Nov 25, 2010

The Special Case of Right or Wrong?

By Simon Glanville

José Mourinho has been labelled many things since bursting on the football management scene, but rarely has he been referred to as a ‘cheat’. Last night, however, his Real Madrid side pushed the boundaries of the rulebook.

The Spanish giants, cruising to victory at Ajax’s Amsterdam Arena in their Group G Champions League clash, took the shine off their stunning performance with what came next. Mourinho won’t admit it, but Xabi Alonso and Sergio Ramos – both on yellow cards – were instructed to time waste to a point where they would pick up a second booking, so that they would serve a ban in a dead rubber rather than a knock-out match later in the tournament.

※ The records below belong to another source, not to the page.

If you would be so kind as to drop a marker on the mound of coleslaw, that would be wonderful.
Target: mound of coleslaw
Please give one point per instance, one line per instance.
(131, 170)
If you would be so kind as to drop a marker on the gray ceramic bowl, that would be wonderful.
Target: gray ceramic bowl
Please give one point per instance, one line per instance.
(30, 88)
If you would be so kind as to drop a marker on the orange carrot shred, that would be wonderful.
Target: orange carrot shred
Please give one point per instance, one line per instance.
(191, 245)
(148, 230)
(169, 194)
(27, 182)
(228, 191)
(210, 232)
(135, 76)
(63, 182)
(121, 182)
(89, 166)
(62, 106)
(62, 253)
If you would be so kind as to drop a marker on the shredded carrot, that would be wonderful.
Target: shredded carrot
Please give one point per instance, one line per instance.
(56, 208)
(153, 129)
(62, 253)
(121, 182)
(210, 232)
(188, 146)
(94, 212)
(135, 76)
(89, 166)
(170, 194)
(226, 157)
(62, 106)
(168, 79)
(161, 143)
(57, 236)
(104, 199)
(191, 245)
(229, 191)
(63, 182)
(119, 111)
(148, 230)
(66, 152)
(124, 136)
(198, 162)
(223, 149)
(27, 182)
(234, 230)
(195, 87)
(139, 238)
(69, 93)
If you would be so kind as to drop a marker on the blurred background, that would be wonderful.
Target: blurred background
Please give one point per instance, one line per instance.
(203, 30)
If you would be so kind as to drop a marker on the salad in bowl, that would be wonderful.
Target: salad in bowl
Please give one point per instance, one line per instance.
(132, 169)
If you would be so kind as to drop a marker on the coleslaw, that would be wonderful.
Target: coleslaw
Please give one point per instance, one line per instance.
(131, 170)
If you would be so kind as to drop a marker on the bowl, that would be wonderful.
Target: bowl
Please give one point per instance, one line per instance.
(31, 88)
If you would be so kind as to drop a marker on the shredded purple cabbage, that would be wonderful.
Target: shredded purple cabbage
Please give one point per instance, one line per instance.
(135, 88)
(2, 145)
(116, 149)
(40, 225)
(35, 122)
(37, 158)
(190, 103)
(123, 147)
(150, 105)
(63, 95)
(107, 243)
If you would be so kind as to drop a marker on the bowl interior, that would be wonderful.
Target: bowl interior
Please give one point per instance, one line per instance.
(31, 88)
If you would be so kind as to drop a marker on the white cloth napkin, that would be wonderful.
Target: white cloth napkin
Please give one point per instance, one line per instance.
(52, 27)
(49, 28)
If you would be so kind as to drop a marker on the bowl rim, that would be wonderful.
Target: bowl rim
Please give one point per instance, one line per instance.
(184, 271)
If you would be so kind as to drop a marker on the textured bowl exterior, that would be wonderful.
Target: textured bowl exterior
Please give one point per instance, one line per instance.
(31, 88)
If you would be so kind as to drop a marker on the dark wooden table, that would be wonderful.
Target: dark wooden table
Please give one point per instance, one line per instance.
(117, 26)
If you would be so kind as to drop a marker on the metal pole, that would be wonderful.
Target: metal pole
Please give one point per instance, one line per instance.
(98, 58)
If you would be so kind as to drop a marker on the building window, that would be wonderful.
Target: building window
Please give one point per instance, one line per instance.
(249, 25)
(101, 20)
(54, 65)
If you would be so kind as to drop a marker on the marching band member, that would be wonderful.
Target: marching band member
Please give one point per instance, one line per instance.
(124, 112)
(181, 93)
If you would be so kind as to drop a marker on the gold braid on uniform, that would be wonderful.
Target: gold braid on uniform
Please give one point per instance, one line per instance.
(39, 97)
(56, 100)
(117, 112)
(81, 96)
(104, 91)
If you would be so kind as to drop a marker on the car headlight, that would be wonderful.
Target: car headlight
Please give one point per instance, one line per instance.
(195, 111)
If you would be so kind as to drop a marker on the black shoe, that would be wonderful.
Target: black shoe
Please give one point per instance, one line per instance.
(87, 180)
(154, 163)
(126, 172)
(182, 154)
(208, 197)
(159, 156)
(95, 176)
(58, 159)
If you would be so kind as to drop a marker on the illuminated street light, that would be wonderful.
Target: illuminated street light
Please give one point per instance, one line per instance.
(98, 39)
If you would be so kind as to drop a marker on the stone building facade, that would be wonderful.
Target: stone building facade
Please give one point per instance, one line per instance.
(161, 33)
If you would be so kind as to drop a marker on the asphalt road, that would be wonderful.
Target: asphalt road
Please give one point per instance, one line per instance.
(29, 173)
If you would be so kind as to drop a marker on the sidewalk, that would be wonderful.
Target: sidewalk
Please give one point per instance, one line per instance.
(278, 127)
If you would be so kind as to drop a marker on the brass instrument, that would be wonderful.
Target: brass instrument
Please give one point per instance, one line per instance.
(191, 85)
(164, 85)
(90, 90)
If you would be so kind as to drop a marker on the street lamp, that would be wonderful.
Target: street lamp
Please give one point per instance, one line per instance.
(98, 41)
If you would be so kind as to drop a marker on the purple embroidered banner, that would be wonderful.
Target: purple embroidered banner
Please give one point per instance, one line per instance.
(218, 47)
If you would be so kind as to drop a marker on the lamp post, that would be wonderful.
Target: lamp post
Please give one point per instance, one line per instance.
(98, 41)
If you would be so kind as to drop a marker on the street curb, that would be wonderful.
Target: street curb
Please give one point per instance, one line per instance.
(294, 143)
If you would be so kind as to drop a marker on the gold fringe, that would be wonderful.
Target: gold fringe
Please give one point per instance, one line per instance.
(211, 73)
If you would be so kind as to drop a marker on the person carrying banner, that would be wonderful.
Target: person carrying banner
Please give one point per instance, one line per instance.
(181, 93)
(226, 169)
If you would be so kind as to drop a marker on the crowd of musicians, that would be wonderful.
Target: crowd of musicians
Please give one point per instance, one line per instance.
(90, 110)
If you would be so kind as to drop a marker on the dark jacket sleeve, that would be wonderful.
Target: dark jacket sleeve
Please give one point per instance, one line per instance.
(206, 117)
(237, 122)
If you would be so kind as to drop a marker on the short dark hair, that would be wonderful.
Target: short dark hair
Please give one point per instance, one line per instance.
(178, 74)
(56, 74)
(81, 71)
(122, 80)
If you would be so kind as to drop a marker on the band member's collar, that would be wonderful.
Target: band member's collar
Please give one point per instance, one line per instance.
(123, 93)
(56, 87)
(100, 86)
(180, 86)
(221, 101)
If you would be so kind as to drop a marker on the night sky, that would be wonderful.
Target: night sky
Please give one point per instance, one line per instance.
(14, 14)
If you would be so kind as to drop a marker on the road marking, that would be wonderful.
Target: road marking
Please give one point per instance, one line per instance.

Last night’s four-goal win confirmed Madrid’s progress to the Champions League knock-out stages as Group G Winners, meaning Alonso and Ramos can serve their bans in next week’s meaningless game with Auxerre.

Clever it might be, but the smile may yet be wiped off The Special One’s face.

On Wednesday UEFA confirmed they were aware of the incidents and have instructed disciplinary officials to look into them before deciding whether any charges are to be brought. Given the blatant manner in which the offences occurred, it’s hard to see how additional punishments won’t be handed out. Under article 5.1 of UEFA's regulations dealing with loyalty, integrity and sportsmanship both players could be charged and have their suspensions extended.

To be fair to Mourinho and Madrid, this is hardly an isolated case. Managers, players and clubs have always stretched the rules if they can see a benefit from it. Only recently, Blackpool boss Ian Holloway faced questions about the ‘weakened’ side he picked to face Aston Villa, whilst diving has now become part of the football furniture.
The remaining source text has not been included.